E não foi esta a primeira vez que Lula o atropelou, andaria recordando Dirceu. Na composição inicial do Ministério, em dezembro de 2002, negociou o ingresso do PMDB no governo, acertando a entrega de duas pastas. Na hora H, Lula resolveu deixar o partido fora do governo ¿ decisão da qual veio a se penitenciar recentemente junto aos peemedebistas.

Na crise do caso Waldomiro, diria ainda o ministro, Lula o deixou sangrar por inesquecíveis dois meses antes de fazer um gesto público de desagravo e defesa. E observaria, por fim, que enquanto isso Palocci obtém do presidente apoio a todas as suas iniciativas.

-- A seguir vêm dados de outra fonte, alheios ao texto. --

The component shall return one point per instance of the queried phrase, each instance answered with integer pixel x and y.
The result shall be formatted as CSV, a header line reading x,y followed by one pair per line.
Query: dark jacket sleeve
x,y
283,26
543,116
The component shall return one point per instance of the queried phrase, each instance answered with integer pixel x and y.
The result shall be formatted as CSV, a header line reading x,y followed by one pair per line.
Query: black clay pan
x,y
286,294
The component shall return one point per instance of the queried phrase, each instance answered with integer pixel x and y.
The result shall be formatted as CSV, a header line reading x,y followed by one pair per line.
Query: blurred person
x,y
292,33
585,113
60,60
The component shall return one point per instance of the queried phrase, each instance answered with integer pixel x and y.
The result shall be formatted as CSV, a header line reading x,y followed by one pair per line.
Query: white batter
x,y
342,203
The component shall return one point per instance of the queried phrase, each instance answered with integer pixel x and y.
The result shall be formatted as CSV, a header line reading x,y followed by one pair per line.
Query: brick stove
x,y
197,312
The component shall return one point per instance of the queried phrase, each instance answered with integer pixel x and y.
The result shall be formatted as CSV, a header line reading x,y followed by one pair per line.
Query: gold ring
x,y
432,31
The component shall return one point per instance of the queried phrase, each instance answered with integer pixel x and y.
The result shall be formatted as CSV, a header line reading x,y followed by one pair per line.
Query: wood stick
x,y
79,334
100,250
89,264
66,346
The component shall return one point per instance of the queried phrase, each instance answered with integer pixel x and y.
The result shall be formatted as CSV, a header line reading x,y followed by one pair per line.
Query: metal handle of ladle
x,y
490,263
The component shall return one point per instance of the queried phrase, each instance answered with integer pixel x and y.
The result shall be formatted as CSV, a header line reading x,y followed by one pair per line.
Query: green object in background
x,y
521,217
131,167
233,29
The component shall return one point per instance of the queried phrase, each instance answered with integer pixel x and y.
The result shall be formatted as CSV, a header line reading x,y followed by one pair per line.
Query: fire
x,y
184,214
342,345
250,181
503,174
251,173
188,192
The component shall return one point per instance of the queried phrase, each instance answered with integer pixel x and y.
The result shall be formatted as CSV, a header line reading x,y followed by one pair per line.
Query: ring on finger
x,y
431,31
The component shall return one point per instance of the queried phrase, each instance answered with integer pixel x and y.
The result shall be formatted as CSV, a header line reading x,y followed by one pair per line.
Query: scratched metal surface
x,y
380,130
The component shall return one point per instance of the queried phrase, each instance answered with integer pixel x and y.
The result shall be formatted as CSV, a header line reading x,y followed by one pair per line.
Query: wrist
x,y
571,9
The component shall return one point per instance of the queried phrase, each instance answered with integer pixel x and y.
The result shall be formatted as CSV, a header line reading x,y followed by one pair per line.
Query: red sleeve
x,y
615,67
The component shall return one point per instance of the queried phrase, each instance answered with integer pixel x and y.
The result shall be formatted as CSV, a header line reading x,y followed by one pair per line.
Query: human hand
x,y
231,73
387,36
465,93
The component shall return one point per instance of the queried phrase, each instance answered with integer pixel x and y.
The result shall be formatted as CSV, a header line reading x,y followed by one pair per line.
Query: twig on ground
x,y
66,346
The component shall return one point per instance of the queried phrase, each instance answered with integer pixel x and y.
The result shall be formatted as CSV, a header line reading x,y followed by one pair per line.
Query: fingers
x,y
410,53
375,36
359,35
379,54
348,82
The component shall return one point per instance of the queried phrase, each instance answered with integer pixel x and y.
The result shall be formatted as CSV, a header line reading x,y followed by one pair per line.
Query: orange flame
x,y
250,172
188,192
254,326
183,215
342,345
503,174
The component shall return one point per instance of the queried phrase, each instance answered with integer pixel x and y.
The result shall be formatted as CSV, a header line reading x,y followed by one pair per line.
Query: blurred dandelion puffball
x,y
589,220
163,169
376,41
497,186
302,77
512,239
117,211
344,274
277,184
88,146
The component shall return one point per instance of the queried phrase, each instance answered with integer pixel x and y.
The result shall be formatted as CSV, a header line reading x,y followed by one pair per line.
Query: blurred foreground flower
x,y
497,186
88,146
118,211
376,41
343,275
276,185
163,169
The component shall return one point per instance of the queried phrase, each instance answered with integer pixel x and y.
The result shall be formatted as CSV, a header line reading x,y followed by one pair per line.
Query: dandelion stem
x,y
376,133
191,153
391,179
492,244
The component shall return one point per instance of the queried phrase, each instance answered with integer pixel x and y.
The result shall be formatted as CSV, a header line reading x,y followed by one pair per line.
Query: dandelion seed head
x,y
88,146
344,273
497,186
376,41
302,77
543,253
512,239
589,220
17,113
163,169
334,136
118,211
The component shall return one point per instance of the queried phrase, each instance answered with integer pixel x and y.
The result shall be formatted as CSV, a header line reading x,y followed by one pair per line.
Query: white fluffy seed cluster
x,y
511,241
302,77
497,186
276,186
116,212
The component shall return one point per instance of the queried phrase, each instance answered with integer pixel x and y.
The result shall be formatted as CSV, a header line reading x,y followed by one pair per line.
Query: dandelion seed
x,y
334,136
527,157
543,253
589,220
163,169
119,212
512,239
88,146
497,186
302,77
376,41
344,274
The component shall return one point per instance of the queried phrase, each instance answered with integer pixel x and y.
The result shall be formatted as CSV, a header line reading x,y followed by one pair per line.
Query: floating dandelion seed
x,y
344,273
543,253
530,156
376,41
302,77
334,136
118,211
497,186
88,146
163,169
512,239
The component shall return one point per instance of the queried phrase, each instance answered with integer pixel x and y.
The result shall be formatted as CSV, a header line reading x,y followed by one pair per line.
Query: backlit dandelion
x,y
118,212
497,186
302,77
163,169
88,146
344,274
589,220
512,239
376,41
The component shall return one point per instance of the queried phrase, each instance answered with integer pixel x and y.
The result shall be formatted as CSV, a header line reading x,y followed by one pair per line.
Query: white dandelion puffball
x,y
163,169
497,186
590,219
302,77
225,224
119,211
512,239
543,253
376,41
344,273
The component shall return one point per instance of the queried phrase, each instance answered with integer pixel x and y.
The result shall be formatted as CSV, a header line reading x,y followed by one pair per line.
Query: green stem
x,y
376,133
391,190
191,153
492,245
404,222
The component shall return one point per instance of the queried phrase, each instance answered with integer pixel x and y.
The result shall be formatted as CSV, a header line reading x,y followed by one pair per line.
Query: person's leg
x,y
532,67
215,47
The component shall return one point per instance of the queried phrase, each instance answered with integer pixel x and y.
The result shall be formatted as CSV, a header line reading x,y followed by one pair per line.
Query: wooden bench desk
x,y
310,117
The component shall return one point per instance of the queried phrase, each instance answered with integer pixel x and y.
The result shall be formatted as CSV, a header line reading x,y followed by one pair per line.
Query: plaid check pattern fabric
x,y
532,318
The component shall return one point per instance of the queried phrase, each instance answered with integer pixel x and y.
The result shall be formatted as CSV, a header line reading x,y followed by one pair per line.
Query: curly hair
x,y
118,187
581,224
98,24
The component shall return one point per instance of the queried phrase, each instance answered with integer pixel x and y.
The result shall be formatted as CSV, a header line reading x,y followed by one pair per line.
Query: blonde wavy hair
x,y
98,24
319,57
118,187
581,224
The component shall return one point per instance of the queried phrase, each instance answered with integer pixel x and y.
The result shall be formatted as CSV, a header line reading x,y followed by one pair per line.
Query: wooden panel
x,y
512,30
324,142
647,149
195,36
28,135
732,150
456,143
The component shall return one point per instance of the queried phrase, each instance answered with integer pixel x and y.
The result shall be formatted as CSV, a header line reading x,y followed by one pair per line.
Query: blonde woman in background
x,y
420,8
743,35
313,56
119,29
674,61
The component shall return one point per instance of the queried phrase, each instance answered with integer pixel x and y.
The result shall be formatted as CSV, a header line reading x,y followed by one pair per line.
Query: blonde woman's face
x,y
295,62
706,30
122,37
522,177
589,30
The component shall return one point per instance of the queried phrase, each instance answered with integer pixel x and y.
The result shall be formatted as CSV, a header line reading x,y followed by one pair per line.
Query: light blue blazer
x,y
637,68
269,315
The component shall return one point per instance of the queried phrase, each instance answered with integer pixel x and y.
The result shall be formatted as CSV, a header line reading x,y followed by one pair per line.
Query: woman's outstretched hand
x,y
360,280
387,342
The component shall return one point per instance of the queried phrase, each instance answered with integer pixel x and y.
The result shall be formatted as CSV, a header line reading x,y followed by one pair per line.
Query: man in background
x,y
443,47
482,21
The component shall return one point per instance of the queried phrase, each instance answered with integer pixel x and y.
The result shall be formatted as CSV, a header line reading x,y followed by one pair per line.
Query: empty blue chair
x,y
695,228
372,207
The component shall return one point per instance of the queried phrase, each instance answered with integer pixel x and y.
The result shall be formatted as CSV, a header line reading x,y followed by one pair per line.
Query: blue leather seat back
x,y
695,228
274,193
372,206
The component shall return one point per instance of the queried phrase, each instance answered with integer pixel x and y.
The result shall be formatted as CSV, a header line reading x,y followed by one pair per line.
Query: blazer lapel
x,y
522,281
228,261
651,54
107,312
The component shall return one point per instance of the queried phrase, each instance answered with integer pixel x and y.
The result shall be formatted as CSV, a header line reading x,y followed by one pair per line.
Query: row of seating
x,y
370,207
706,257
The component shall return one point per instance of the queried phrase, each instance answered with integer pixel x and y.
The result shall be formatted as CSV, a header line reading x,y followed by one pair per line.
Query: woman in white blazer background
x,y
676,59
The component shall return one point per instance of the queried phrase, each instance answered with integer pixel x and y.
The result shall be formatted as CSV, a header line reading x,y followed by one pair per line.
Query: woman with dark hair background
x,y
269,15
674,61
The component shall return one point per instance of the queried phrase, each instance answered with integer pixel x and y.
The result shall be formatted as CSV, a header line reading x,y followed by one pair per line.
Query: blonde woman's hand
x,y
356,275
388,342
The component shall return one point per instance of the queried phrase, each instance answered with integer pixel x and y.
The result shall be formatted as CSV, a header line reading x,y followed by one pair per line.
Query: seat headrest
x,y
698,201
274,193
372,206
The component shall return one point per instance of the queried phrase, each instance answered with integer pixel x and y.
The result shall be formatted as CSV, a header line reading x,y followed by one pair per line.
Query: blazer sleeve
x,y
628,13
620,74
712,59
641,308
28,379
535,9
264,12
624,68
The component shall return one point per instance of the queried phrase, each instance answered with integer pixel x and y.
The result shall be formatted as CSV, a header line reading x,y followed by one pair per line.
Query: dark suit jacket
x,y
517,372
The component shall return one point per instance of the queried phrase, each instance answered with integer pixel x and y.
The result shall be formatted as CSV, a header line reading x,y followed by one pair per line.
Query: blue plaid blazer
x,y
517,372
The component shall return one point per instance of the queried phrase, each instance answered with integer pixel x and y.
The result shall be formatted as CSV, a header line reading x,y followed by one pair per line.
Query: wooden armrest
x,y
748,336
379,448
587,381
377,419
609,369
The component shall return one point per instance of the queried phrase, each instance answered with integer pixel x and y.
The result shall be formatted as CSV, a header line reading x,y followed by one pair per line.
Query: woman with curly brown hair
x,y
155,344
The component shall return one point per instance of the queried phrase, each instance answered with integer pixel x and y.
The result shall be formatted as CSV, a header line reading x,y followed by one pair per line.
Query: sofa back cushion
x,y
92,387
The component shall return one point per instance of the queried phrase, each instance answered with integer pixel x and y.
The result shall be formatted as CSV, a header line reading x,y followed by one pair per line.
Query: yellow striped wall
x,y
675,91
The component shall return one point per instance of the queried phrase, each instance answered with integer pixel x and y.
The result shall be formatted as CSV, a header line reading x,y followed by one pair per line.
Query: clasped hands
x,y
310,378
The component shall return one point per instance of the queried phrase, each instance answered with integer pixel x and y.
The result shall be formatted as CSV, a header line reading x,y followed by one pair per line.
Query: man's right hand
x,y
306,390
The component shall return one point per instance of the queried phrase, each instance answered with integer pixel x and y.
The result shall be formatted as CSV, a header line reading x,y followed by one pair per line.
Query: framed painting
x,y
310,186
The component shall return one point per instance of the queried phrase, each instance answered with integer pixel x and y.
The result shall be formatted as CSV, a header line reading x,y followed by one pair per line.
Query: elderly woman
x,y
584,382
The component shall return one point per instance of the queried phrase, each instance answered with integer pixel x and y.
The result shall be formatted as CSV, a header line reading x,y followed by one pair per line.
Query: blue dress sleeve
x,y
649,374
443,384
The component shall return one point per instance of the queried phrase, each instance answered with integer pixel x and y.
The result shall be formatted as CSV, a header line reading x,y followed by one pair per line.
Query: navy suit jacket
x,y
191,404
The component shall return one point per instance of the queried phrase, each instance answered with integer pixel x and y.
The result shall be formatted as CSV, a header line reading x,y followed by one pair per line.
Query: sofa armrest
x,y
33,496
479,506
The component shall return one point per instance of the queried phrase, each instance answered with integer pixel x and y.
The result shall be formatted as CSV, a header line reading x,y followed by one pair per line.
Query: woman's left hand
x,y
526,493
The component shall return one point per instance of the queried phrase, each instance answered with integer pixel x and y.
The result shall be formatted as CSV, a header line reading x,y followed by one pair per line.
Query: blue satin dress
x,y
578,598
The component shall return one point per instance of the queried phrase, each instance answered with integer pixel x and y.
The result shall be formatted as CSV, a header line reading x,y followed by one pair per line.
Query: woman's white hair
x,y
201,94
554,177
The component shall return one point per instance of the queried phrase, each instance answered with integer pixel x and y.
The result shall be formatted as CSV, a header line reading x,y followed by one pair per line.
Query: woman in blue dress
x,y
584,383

Mas quem conhece a relação Lula-Dirceu não se impressiona muito com isso. Crises assim geralmente terminam com o presidente fazendo um gesto, dando-lhe uma missão importante, fazendo-o sentir-se novamente imprescindível. Só Lula deve saber por que é tão ambivalente com Dirceu. Eles têm uma antiga relação de confiança, que é muito mais política do que afetiva. E nela, Lula sempre dosou os poderes de seu maior escudeiro.

DEPOIS das MPs em pauta, a Câmara votará a indicação de um novo ministro do TCU. O PT corre o risco de ver seu indicado, José Pimentel, preterido pelo indicado do PP, Augusto Nardes. Ou pelo peemedebista Osmar Serraglio.